ADHD: Typical symptoms of Attention Deficit/Hyperactivity Disorder in a college environment include difficulty managing multiple and competing deadlines for long-term projects, following through on goals and intentions, and making good judgments about how to spend one’s time. Trouble working within an unstructured environment, completing tests quickly, and focusing during classroom lectures are also markers of ADHD in the college setting. Frustration with achieving expectations can create feelings of depression or anxiety. Use of alcohol, medications, and/or illegal substances can be problematic for a student who already has trouble with impulse control or mood management.
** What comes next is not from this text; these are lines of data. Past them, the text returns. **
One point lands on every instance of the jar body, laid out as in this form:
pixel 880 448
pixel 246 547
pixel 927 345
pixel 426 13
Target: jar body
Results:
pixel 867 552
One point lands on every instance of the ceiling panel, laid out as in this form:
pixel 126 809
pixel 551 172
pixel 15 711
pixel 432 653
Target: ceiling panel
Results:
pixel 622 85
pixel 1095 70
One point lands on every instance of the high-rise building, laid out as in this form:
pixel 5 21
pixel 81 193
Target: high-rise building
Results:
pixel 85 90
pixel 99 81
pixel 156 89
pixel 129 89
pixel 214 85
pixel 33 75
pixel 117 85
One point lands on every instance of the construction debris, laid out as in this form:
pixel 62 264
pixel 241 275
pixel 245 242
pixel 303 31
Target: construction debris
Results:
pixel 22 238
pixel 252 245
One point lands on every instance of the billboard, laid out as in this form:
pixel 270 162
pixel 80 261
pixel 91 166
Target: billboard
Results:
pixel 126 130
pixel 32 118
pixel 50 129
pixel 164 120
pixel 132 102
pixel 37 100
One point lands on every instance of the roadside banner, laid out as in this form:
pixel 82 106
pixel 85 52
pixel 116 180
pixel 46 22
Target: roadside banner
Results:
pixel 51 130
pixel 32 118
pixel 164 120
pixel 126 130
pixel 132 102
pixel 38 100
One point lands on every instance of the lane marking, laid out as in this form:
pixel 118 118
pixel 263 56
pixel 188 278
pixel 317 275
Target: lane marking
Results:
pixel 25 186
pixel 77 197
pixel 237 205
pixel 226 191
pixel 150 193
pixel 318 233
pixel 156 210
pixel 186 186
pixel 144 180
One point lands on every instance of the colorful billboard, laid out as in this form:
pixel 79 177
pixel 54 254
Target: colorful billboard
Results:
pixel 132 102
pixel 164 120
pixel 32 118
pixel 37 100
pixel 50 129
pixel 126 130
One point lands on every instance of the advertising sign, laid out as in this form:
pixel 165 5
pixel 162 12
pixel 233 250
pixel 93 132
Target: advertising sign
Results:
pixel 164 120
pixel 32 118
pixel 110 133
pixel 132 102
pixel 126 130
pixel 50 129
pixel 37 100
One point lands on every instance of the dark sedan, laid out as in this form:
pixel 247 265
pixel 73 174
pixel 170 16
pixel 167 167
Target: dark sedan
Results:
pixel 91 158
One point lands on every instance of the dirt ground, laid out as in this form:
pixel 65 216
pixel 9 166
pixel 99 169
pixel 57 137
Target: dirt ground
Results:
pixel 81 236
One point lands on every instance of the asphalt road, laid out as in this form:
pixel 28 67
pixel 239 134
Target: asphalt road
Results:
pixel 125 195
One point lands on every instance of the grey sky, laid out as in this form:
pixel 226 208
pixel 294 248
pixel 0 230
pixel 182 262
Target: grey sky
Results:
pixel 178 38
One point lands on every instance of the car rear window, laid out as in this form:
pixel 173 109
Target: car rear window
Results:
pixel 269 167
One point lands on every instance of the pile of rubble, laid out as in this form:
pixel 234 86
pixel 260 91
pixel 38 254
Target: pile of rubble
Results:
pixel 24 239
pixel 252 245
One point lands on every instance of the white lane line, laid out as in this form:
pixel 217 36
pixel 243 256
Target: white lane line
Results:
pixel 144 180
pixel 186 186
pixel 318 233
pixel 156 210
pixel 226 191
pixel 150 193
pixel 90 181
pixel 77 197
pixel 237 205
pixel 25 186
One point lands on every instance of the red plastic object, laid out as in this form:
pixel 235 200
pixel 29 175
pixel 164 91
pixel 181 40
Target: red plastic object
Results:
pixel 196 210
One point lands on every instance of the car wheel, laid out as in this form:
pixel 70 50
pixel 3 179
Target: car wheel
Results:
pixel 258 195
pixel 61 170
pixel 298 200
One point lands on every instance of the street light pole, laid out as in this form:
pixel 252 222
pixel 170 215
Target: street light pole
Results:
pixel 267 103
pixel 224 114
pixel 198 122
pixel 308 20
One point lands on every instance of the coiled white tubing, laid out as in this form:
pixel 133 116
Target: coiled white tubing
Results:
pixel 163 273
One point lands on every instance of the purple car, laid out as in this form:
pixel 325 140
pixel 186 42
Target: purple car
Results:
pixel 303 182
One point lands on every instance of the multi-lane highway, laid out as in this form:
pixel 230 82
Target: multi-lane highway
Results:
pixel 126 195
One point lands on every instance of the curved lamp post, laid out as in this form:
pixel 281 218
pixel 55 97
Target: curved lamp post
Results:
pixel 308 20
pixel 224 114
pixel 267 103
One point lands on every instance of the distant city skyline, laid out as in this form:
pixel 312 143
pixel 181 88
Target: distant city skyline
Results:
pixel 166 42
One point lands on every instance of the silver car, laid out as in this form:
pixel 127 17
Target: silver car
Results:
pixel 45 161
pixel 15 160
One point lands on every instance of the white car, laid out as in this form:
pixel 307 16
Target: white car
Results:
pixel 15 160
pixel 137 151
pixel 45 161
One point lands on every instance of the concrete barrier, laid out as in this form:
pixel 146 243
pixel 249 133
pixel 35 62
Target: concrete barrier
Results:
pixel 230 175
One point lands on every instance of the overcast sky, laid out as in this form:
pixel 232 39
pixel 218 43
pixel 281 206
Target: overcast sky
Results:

Autism spectrum disorder (ASD): is a neurological and developmental disorder that begins early in childhood and lasts throughout a person’s life. It affects how a person acts and interacts with others, communicates, and learns. It includes what used to be known as Asperger syndrome, Asperger’s disorder, and pervasive developmental disorder. It is referred to as a “spectrum” because ASD can present in many different ways, with varying degrees of impact.
Chronic Medical/Health Disability: Physical disorders are typically grouped into general categories: neurological, musculoskeletal, and severe, chronic medical conditions. Such medical conditions may include but are not limited to, diabetes, cancer, epilepsy, HIV or AIDS, cystic fibrosis, food allergies, multiple sclerosis, and muscular dystrophy.
Hearing Disability: students who are deaf or experience hearing loss may be considered disabled if their condition significantly impairs one’s functioning in the major life activity of hearing.
Psychological/Psychiatric Disabilities: Psychiatric disorders represent severe mental and emotional distress that significantly hinders a student’s ability to cope with the stresses of daily living and academic life. Psychiatric disorders may impair concentration, energy, memory, and the ability to process information, and schoolwork may be compromised. Such conditions may include but are not limited to, major depression, bipolar disorder, post-traumatic stress disorder, obsessive-compulsive disorder, and schizophrenia.
Learning Disabilities (LD): refer to a significant difficulty in a specific area of learning (reading, writing, math, nonverbal), despite strengths in other areas. Learning Disabilities are persistent throughout life, but may manifest differently depending on the learning demands, academic setting, or the use of compensatory strategies. Getting a clear picture of one’s learning disability contributes to improving strategies for meeting one’s goals, creating achievable plans, and reducing frustration from unexplained difficulties that persist even when a student is giving his or her best effort.
Speech Disability: such as speech impediments and disorders. Speech and language disorders refer to problems in communication and related areas, such as oral-motor function. These delays and disorders range from simple sound substitutions to the inability to understand or use language or use the oral-motor mechanism for functional speech.
Visual Disability: visual impairments may be considered disabilities if they significantly impair one’s functioning in the major life activity of seeing, and are not mitigated by glasses or lenses.